My work involves movement: hence, it also entails space and time, changes, life, history.
I perceive an overwhelming beauty in processes of movement and change. We only have to take a simple change like light into darkness. It displays such an amazing amount of spatial, physical and psychological aspects that it may be likened to a journey from one world into another.
I'm particularly fascinated by the intangibility of all the subtle movements lying in be tween these extremes.
In the case of theater, music and dance, these kinds of changes and movements are mostly used as means towards narrating a story. Although they constitute the actual story in my work, they are in fact metaphors of life itself.
Initially my work focused on the movements of my own body; transformations that are subject to a stringent formal and temporal process and that gradually tauten my relaxed body.

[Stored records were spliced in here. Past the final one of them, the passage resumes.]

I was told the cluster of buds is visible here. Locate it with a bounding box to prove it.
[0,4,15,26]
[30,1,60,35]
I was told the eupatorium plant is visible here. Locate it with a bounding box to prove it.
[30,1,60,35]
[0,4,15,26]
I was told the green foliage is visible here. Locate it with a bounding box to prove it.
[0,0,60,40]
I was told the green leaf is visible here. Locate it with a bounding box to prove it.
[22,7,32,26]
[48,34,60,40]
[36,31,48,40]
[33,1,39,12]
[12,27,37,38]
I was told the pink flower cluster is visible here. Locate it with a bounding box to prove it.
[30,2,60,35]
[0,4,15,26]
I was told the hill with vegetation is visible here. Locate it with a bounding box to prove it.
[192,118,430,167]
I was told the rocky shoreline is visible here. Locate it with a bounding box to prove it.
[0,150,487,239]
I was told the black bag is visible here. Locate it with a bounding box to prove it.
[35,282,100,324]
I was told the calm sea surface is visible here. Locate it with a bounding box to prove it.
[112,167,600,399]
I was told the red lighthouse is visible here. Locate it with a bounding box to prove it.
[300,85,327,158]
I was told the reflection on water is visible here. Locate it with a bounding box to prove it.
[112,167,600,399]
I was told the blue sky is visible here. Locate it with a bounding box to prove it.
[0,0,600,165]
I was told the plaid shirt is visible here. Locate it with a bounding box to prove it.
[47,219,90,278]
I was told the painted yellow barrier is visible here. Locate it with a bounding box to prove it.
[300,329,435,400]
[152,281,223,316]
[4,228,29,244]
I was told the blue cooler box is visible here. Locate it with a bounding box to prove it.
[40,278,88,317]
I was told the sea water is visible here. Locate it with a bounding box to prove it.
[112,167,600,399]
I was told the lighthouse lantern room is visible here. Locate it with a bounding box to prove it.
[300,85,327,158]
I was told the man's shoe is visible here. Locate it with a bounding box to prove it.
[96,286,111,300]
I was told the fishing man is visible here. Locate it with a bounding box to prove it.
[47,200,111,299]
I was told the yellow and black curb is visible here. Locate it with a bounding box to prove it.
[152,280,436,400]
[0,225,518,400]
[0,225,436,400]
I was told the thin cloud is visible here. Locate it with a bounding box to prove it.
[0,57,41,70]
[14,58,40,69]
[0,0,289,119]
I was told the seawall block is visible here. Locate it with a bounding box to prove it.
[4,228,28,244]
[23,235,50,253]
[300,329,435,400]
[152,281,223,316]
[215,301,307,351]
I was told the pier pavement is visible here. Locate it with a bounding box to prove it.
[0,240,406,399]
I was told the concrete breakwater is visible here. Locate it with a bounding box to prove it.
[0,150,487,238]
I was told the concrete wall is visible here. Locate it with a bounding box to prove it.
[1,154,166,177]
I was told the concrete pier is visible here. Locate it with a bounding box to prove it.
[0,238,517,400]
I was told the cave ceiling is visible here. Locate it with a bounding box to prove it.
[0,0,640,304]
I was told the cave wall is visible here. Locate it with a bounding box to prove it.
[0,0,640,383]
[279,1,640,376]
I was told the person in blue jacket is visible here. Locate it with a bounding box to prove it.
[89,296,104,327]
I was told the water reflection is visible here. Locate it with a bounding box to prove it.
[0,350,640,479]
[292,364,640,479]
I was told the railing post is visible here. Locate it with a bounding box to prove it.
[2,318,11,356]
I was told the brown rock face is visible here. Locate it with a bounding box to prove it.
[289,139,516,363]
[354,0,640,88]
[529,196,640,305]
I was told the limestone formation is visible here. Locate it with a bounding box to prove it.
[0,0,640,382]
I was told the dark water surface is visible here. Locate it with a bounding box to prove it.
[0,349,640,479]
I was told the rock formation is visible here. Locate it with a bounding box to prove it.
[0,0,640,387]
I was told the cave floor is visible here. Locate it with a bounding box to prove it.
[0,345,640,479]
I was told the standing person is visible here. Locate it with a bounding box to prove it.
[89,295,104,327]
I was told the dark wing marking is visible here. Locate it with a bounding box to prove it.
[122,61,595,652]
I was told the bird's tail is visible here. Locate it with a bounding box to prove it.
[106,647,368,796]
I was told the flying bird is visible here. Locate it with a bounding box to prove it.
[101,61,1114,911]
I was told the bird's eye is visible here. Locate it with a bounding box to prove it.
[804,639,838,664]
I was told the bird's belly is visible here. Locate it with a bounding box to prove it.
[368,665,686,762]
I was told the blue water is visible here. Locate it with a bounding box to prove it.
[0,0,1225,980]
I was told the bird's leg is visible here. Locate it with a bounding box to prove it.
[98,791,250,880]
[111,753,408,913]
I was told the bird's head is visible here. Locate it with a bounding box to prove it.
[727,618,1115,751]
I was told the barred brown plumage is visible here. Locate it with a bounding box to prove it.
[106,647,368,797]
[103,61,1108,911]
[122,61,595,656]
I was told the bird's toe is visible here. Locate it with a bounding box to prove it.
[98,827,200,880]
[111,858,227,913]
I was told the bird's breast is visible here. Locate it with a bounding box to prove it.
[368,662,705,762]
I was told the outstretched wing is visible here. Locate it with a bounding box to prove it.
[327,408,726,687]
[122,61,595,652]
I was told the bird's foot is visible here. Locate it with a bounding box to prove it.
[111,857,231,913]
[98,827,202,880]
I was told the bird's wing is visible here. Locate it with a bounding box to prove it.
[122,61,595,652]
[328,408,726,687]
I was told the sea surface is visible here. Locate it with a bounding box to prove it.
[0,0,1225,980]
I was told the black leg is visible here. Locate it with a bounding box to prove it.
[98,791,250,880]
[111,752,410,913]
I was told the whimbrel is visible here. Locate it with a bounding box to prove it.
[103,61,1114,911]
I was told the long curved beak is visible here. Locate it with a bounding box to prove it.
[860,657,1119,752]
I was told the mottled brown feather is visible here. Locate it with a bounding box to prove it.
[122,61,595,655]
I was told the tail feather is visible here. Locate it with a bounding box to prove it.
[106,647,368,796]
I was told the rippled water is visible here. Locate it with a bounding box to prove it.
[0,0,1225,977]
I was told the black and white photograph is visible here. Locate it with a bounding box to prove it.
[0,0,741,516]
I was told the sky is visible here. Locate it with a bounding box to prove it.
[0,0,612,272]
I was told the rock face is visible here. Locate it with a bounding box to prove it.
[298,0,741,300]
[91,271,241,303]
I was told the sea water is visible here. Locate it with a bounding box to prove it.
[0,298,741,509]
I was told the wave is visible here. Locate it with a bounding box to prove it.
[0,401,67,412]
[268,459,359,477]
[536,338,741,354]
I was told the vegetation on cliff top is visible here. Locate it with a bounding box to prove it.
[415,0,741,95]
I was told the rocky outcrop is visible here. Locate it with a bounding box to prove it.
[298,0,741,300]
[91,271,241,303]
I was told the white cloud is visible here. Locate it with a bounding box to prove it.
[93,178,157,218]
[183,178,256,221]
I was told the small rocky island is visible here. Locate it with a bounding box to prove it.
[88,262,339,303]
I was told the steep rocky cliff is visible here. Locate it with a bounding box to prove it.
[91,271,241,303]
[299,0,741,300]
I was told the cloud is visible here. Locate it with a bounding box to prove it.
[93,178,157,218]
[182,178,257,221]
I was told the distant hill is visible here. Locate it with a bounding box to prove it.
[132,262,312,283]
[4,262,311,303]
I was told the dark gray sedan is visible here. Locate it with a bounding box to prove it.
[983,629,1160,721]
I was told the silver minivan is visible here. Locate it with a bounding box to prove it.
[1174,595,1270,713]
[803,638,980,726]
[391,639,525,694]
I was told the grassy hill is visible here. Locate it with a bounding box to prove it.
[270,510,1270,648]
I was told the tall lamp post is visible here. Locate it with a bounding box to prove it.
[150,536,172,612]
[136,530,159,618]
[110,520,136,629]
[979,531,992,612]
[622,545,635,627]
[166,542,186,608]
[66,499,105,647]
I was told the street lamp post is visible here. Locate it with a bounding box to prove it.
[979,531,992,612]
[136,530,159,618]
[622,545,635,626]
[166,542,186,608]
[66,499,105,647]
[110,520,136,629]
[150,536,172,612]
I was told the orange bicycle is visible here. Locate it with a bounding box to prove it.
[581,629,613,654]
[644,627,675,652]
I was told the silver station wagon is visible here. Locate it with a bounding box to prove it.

The sensation of such a movement is that of an adventurous physical and mental journey through time.
A composition of this sort — lasting but several minutes — consists of only two elements: body outline and strength, change and time.
The nature of this process causes me to concentrate on these elements alone, or carrying it even further, forces me to concentrate on these elements. I feel that, as a result, it creates an aura and I strive towards compressing the elements I wish to deal with into a sculpture of concentration.
It is in fact this quest for perfection that, to my mind, is the quintessence of every work of art. The searching acts as a kind of leitmotif throughout my work: each element should contribute as much as possible to the concept, in an eternal attempt to capture the impalpable.
It is a constant battle with the composition's elements. Every new composition requires one to redefine the subject and determine the existential and non-existential factors.
I also touch upon the traditional forms of expression of past centuries: rituals, theater, architecture, dance, vocals, drums, music.
At the same time I long to establish contact with these traditions; history plays a major role in every composition.
These initial body changes occasioned a greater involvement with space, both on an architectural and on a cosmic level.
My body (physical strength) functions as a central motor for a spatial and temporal movement.
The compositions become encounters between human and other sources of energy: light, clouds, waves, the wind.
In a further stage I no longer consider it essential that I myself am actually performing the composition, and I invite other people to participate in the composition.
What remains is pure form, both in space and in time, whereby I act as a designer and organizer.
However, by making the composition dependent on other people, it grows more vulnerable, unstable, but also livelier.
To me, it is precisely this instability and vivaciousness that create the movement's monumentality.
In the end, the quest for space and freedom is what matters most, even if the shape is strict and symmetrical.
"Clouds" and "waves" are about the only words that are available to me as titles for my pieces. But don't they also describe unstable and poetic occurrences?
This dichotomy is perhaps a part of the Dutch tradition of art: land of the sea, clouds, rains, whilst at the same time being so small and orderly in symmetrical and rhythmic lines and spaces (I'm referring to Mondrian).



TRANSFORMATIONS
Starting from an upright, relaxed position, I add a simple alteration to of my physical posture, until I've attained a state of extreme tension.
Afterwards, the shape and tension diminish until the initial position is resumed.
I approach the completion of the entire process as slowly as possible and with the utmost degree of concentration.